German banks' reporting obligations (to IRS):
All financial accounts
Identify controlling person of passive NFE and Non-US entities
All types of information

U.S. banks' reporting obligations (to Germany):
All financial accounts, but depositary accounts only if held by individuals
No reference to German controlling persons (neither passive NFEs nor of Non-German entities)
"All" types of information except for account balance, gross proceeds from sale or redemption of property and controlling persons' identity, moreover, "interest' paid (not if credited) only to depositary accounts.

You get the picture.

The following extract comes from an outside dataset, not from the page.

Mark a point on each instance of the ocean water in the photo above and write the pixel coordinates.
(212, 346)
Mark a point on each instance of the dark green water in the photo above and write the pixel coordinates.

Reciprocity, anyone?
Oh, and then there is the problem that only some countries, but not others, have signed or committed to sign these IGAs.

And then there's the problem that the U.S. legislation required to tackle this stuff is all over the place, in different legislative nooks and crannies. Jack Blum, a Tax Justice Network Senior Adviser, gave a good overview of an earlier version of this mess to the U.S. Senate Finance Committee in 2008 [...]:"after the current round of IRS budget cuts there is no way the United States could implement Information Exchange. Without the people nothing the law says really matters. Things here are in a real mess."

Loophole USA: the big one. Will the OECD and its member states - not to mention developing countries - wake up to these issues? And will the United States itself realize that if it doesn't play ball, others won't want to play either? If not, the world's wealth will flood more upwards and out of sight rather more rapidly than it would have done. That'll be quite a legacy.